07 January 2013

Paying It Forward

If there is one thing I have learned in all the years I've been doing genealogy it's this:  it's all about sharing.  I can't count the number of times that some generous soul has furthered my research with a look-up, or a scanned document, or just an email saying I have the same ancestor, so let's share information!  Genealogists are generous souls.  They love to share their knowledge and pass it along.

That being said,  credit should be given when using another's work.  If you want to use something that I have created, send me an email and ask my permission.  More than likely I will give you that permission as long as you agree to give me credit for my work.  If I happen to post a photo of an ancestor that also happens to be your ancestor, send me an email and ask me for a scan.  I understand the excitement of coming across an unknown photograph of an ancestor you may never have seen before.  I have felt that same excitement.  Asking before you use it just builds goodwill.  I have come across a number of trees on Ancestry that have included pictures that I posted on FindaGrave.
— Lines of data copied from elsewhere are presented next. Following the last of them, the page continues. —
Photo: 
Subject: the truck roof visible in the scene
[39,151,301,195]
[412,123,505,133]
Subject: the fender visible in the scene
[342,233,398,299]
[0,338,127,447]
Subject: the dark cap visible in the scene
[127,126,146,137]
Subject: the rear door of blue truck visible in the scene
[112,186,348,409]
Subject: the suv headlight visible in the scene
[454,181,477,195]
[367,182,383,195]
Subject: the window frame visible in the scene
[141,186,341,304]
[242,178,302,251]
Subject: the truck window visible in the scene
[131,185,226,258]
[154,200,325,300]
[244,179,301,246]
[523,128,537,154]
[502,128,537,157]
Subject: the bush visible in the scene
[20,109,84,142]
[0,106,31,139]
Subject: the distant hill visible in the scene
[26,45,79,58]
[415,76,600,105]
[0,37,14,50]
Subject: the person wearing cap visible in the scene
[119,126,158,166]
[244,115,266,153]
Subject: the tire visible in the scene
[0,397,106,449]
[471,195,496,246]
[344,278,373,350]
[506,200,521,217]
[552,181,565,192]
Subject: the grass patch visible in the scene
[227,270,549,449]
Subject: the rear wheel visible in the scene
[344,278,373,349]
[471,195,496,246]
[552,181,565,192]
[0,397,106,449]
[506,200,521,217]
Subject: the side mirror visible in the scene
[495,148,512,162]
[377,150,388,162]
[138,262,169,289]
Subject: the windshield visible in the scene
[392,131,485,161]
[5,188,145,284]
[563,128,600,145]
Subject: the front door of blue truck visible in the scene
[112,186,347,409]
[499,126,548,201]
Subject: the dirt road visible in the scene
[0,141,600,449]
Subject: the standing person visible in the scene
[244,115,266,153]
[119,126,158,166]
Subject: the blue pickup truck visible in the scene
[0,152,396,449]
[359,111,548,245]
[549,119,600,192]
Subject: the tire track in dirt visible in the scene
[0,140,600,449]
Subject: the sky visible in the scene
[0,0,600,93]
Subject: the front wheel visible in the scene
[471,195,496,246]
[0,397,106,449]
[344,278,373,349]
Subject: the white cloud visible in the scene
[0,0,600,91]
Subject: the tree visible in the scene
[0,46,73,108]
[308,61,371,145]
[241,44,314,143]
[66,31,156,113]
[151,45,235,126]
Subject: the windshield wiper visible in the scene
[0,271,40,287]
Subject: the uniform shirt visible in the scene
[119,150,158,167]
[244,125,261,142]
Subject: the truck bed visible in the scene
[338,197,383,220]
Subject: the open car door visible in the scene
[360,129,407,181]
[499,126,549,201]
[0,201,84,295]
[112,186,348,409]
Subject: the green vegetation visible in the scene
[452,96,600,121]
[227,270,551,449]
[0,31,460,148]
Actually they were screenshots of the whole page.  Not once have a I received an email from any of these people asking for permission or even for more information, although my email address is provided. This is just laziness and poor research coupled with bad morality.  

Since the title of my post is Paying It Forward , I guess I meant that to have a dual meaning.  Give credit where it's due and I'm more than happy to help you in your research.  Take my information without asking, and you can pretty much forget my help with anything.  Use my intellectual property as your own on a continual basis, and I will take action.  That is my rant for the day.  


  1. Interestingly, I just came across this issue within the past week - I found a couple of my FindAGrave photos in someone else's ancestry.com tree. I contacted her and copied and pasted from the FindAGrave FAQ about photograph copyright. I got a very nice apologetic email in return. She indicated that she would credit me for the photos (which is what I requested). She noted that since the FindAGrave index was in ancestry.com she thought that she could copy the photos. Makes me wonder about the benefit of Ancestry.com including an index for FindAGrave without some way to get Ancestry.com users to understand the FindAGrave "rules" (as well as copyright rules that genealogists should become familiar with early on...)

    1. You do bring up a good point. Ancestry should indicate in some fashion that the copyright rules for FindAGrave should be followed although you are being led there through Ancestry itself. Then again, Ancestry does let you know that you are going to another site altogether, so common sense should dictate that you would follow the rules for the site you are being led to. I don't think that a lot of people realize that they are actually "stealing" someone's work. I think a lot of it is just ignorance of proper genealogcial etiquette.